I saw the class, and it looked like a mix of adults starting with a few college students and ending with some guys in the 50s.

Ideally, I think I'd like Judo or something similiar, but I like I said, I really havent found a place nearby that seemed worth my time.
Link Posted: 10/13/2008 2:00:26 PM EDT
[Last Edit: 10/13/2008 2:07:39 PM EDT by Lester_Burnham]
$92 for a semester sounds like a great price, and being at a community college you won't be locked into a contract.  I would say go for it.  If it's not to your liking, it's only a semester, if you do like it, you can re-evaluate things at the end of the semester...maybe another option will present itself then.

ETA:  some colleges have judo clubs or offer it as a course too, might look into it.  If you have a judo academy in your area you might contact them, they might have some info or you might end up being the guy that starts the club.  
Link Posted: 10/14/2008 5:53:44 AM EDT
I can only offer one small piece of information here.

If you can, go to a local tournament.  Watch the forms.  See who wins.  Watch the sparring.  See who wins.  Go visit those dojos.  A lot of times, they will be the same.
Link Posted: 10/16/2008 7:10:51 PM EDT

Originally Posted By Screechjet1:

The price is 92 dollars for the semester, and the class meets once a week for two hours.

My goal?  I'm in the .mil, but I haven't recieved any real H2H training.  My fitness level is pretty good (workout 4-5x a week) and a nice side benefit of doing some H2H is to mix up the training regime, which is getting boring (because of the demands of the Navy Fitness requirements, another story entirely.)



Shotokan is a traditional Japanese karate style, very linear striking/kicking, no submissions or grappling so you will need to light someone up first then ask questions later and hopefully they will not take you to the ground.

I made a Shodan in Shotokan before the school moved (it took about 3 years 3x week). Very old school teacher, full contact, traditional kata, that gave a test once or twice a year if you were lucky so belts were given out with discretion. The dojo was in the basement of a plumbing supply and you'd never know it was there - no store front with mirrors.

I now am in American Jiu-Jitsu which is similar to MMA style. My grappling skills were terrible and even though I was a black belt in Shotokan, I would have been killed if someone dumped me on ground and choked me out. Submission locks are more discreet for street/self defense and you can still hit it needed.

You should be able to pick up a decent jab (oi-zuki) and reverse punch (gyaku-zuki) going once per week for a semester.

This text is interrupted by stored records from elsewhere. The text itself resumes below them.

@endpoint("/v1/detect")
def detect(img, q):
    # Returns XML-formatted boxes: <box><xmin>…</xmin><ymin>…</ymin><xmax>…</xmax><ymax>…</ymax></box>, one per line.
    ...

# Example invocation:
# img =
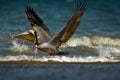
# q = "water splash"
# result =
<box><xmin>10</xmin><ymin>40</ymin><xmax>30</xmax><ymax>53</ymax></box>
<box><xmin>98</xmin><ymin>45</ymin><xmax>112</xmax><ymax>57</ymax></box>
<box><xmin>66</xmin><ymin>37</ymin><xmax>91</xmax><ymax>47</ymax></box>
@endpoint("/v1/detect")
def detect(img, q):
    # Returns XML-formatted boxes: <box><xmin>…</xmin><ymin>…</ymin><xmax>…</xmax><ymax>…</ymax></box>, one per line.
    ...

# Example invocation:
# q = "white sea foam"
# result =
<box><xmin>0</xmin><ymin>55</ymin><xmax>119</xmax><ymax>62</ymax></box>
<box><xmin>10</xmin><ymin>40</ymin><xmax>30</xmax><ymax>53</ymax></box>
<box><xmin>5</xmin><ymin>37</ymin><xmax>120</xmax><ymax>62</ymax></box>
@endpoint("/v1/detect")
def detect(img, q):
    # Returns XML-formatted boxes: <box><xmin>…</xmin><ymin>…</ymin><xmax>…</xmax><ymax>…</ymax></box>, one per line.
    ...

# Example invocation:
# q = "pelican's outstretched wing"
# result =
<box><xmin>12</xmin><ymin>30</ymin><xmax>35</xmax><ymax>43</ymax></box>
<box><xmin>25</xmin><ymin>7</ymin><xmax>51</xmax><ymax>42</ymax></box>
<box><xmin>51</xmin><ymin>2</ymin><xmax>86</xmax><ymax>48</ymax></box>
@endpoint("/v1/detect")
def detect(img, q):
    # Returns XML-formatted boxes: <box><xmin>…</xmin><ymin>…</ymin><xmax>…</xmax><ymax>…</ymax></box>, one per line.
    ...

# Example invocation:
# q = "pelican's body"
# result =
<box><xmin>12</xmin><ymin>3</ymin><xmax>86</xmax><ymax>55</ymax></box>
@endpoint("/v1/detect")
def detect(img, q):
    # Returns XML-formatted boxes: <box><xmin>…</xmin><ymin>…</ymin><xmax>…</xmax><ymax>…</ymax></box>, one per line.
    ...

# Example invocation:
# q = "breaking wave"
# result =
<box><xmin>0</xmin><ymin>36</ymin><xmax>120</xmax><ymax>62</ymax></box>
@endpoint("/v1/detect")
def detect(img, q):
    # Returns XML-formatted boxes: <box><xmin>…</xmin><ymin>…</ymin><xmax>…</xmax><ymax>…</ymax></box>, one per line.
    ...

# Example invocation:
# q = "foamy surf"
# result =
<box><xmin>4</xmin><ymin>36</ymin><xmax>120</xmax><ymax>62</ymax></box>
<box><xmin>0</xmin><ymin>55</ymin><xmax>119</xmax><ymax>62</ymax></box>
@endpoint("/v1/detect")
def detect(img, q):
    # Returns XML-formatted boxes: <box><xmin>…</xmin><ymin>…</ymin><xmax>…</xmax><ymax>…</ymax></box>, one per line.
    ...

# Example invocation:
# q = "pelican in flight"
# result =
<box><xmin>14</xmin><ymin>2</ymin><xmax>86</xmax><ymax>55</ymax></box>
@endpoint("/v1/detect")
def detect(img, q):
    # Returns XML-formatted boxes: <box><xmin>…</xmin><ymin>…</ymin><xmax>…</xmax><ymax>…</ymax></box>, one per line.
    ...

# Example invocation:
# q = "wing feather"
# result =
<box><xmin>25</xmin><ymin>7</ymin><xmax>51</xmax><ymax>41</ymax></box>
<box><xmin>51</xmin><ymin>2</ymin><xmax>86</xmax><ymax>48</ymax></box>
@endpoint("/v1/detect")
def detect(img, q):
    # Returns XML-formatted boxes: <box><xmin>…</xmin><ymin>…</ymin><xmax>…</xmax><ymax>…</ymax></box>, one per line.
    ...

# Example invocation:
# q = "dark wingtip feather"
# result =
<box><xmin>75</xmin><ymin>0</ymin><xmax>87</xmax><ymax>12</ymax></box>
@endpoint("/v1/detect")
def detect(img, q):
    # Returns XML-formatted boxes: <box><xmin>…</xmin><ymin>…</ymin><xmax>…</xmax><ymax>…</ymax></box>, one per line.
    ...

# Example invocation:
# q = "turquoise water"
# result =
<box><xmin>0</xmin><ymin>0</ymin><xmax>120</xmax><ymax>80</ymax></box>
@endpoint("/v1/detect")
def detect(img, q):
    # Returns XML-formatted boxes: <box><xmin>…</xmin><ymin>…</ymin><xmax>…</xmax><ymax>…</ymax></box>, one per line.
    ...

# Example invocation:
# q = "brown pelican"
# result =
<box><xmin>12</xmin><ymin>2</ymin><xmax>86</xmax><ymax>55</ymax></box>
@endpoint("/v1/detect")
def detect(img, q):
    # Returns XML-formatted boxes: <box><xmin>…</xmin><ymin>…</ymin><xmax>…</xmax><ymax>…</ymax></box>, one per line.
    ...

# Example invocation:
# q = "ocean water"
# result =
<box><xmin>0</xmin><ymin>0</ymin><xmax>120</xmax><ymax>80</ymax></box>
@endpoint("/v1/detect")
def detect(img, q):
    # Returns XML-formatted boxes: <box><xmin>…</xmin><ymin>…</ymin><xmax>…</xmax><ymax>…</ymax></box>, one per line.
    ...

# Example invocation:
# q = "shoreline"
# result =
<box><xmin>0</xmin><ymin>60</ymin><xmax>120</xmax><ymax>64</ymax></box>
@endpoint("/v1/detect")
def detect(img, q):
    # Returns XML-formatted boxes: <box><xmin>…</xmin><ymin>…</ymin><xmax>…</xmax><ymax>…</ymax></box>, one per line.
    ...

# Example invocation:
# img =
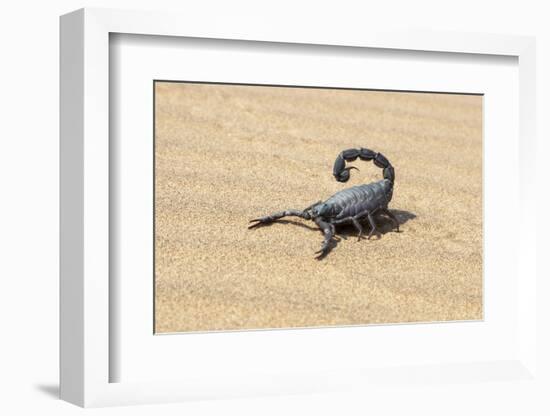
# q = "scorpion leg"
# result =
<box><xmin>381</xmin><ymin>208</ymin><xmax>399</xmax><ymax>232</ymax></box>
<box><xmin>367</xmin><ymin>214</ymin><xmax>382</xmax><ymax>240</ymax></box>
<box><xmin>351</xmin><ymin>217</ymin><xmax>363</xmax><ymax>241</ymax></box>
<box><xmin>314</xmin><ymin>217</ymin><xmax>334</xmax><ymax>260</ymax></box>
<box><xmin>248</xmin><ymin>209</ymin><xmax>311</xmax><ymax>229</ymax></box>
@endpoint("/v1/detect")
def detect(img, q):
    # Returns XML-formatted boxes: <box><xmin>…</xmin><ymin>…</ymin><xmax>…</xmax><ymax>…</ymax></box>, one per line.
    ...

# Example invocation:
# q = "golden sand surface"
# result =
<box><xmin>155</xmin><ymin>82</ymin><xmax>483</xmax><ymax>332</ymax></box>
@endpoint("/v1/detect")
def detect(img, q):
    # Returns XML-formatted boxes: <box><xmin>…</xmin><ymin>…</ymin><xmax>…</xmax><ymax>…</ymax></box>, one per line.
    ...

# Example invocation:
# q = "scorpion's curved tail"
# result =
<box><xmin>332</xmin><ymin>147</ymin><xmax>395</xmax><ymax>185</ymax></box>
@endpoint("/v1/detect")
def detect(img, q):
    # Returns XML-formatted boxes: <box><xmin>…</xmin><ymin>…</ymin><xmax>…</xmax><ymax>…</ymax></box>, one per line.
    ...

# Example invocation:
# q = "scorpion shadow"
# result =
<box><xmin>256</xmin><ymin>209</ymin><xmax>416</xmax><ymax>260</ymax></box>
<box><xmin>314</xmin><ymin>209</ymin><xmax>416</xmax><ymax>260</ymax></box>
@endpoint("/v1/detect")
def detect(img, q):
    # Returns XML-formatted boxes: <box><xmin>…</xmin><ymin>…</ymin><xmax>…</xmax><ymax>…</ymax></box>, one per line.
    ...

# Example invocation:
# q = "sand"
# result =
<box><xmin>155</xmin><ymin>83</ymin><xmax>483</xmax><ymax>333</ymax></box>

kicking depends on your current flexibility and takes time to generate power from your hips.

Good luck!
Link Posted: 10/17/2008 2:17:45 PM EDT
I can't agree with you more. I was GoJu Ryu, it was more flexible than traditional. But it was a friend of my Sensei that taught Judo, he learned it as Juijitsu in the basement by his father. Was converted to JUdo in the 11th Airborne.
I learned more Judo in college and eventually while I was teaching grew to love throwing my opponent. I have used Ippon Seionage twice when I was attacked at work. When I took the kicking and striking of GoJo Ryu and added the throwing and jointlocking of Juijitsu..it became devastating.